Allach/Untermenzing:Irrtum mit fatalen Folgen

Abgeholzte Bäume Allach entlang der ICE Strecke

Trauriger Anblick: Von den Bäumen sind nur noch Stümpfe geblieben.

(Foto: Florian Peljak)

Niemand fühlte sich für Bäume und Sträucher an der Ludwigsfelder Straße zuständig, jetzt musste gerodet werden

Von Anita Naujokat, Allach/Untermenzing

Die Anwohner waren in Aufruhr, der immer noch nachhallt: Einige Allee- und acht andere Bäume, darunter eine Eberesche, ein Ahorn und mehrere Obstbäume, sind im Karree zwischen der Ludwigsfelder Straße, der Peter-Müller- und Spiegelbergstraße und der Ostseite der Bahnunterführung abgeholzt worden. Die Anwohner sprachen in mehreren Sitzungen des Bezirkausschusses von einer "Radikalmaßnahme" und einem "Schildbürgerstreich".

Die Bäume waren im Zuge des Ausbaus der ICE-Strecke München-Ingolstadt vor mehr als zehn Jahren als ökologischer Ausgleich für das Kreuzungsbauwerk der Unterführung angepflanzt worden. Für die Anrainer bedeuteten sie neben schönem Grün auch einen guten Emissions- und Sichtschutz, zudem habe das Wurzelwerk des Bewuchses im Lauf der Zeit die Bahnböschung befestigt und weitere Erdrutsche verhindert. Außerdem ärgern sich die Betroffenen, dass sie mit keinem Wort über die Abholzaktion informiert worden sind.

Der Bezirksausschuss stand zunächst auch vor einem Rätsel. Nun aber ist klar, dass die Bäume einem länger zurückliegenden Irrtum der Bahn zum Opfer gefallen sind. Wie die im Planungsreferat angesiedelte Untere Naturschutzbehörde mitteilte, waren Herstellung und Pflege der Ausgleichsfläche vertraglich zwischen der Deutschen Bahn Projektbau und der Stadt geregelt. Allerdings habe die Bahn nach Ablauf der anfänglichen Pflegezeit die Hege eingestellt, sodass die festgesetzten naturschutzfachlichen Ziele verfehlt worden seien. Sie hätten nur noch mit einer Neuanlage der Fläche oder erheblichen Nachbesserungsmaßnahmen in nicht mehr vertretbarem Aufwand erreicht werden können. Laut Planungsreferatssprecher Thorsten Vogel hatte die Bahn die Pflege nach zwei Jahren eingestellt - so lange dauert es, bis Bäumchen und Sträucher einigermaßen verwurzelt sind -, weil sie irrtümlich angenommen hatte, dass danach das Baureferat zuständig sei. Bis der Fehler bemerkt wurde und man sich gegenseitig ins Benehmen gesetzt hatte, war das Grundstück "verkommen", sagt Vogel.
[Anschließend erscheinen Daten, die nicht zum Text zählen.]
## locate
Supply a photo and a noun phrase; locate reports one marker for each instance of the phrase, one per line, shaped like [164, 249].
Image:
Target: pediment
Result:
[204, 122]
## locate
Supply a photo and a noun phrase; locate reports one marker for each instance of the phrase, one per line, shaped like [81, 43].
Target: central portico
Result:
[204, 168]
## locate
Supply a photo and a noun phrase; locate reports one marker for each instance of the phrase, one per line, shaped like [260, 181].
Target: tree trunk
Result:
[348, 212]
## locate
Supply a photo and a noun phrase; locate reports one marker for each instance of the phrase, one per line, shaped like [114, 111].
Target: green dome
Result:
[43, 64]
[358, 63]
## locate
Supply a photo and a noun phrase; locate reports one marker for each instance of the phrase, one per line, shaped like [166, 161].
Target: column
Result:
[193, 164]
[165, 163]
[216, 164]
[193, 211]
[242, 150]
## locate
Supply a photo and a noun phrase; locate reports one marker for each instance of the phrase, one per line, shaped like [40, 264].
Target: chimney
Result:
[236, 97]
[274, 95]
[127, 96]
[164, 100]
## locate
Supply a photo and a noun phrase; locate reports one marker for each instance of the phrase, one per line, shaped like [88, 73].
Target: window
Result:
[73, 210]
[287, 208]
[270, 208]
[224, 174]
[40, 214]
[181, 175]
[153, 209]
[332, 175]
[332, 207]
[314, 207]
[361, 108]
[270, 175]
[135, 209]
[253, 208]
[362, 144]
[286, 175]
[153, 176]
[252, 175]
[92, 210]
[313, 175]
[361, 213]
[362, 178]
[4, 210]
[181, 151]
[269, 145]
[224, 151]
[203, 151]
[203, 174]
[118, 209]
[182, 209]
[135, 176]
Die jahrelang unterlassene Pflege hatte Folgen: Sträucher starben ab, völlig neue Arten wuchsen, Laub verrottete auf dem Boden, Gras verfilzte. So beschreibt die Untere Naturschutzbehörde den Zustand. Dadurch war der Boden mit Nährstoffen getränkt, auf dem sich Brennnesseln und andere schnellwüchsige hohe Pflanzen ausbreiteten. Entwickelt werden sollte aber Magerrasen, der den Austausch von Tieren und Pflanzen zwischen den noch vorhandenen wertvollen Magerrasenbeständen in der Allacher Steppenheide im Osten mit südlich und nördlich gelegenen Lebensräumen ermöglicht. Zudem sei die Stelle eine der wenigen, die geeignet sei, die beim Bahnausbau verloren gegangenen trockenen, mageren und offenen Gebiete zu ersetzen. Deren Neuschaffung habe die Regierung von Oberbayern seinerzeit im Planfeststellungsbescheid zum Streckenausbau eigens festgesetzt.
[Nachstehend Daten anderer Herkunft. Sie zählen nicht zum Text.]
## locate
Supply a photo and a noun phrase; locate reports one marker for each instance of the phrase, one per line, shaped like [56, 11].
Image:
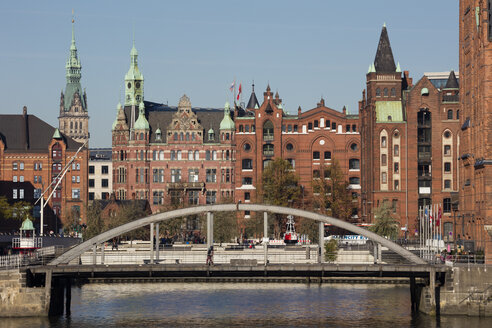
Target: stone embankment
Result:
[17, 300]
Jetzt muss wieder der Oberboden abgetragen werden, danach wird erneut Streugut aus geschützten Flächen der Steppenheide ausgebracht. Weil eine von Bäumen beschattete Magerwiese ihre Funktion nicht erfüllen kann und sie die Pflege für die Stadt erheblich erschweren und verteuern würde, mussten auch einige Bäume und Sträucher weichen. Die Kosten übernehme die Bahn, sagt Vogel. Danach sei das städtische Baureferat zuständig.

Die Anwohner tröstet das alles nur wenig. "Da werden Obstbäume abgesägt und dafür sollen jetzt Magerrasen und Bienen kommen", entrüstet sich eine Frau. "Wer will denn schon Magerrasen?", fragt ein Mann, "wir wollen es feucht, damit mehr Regen kommt."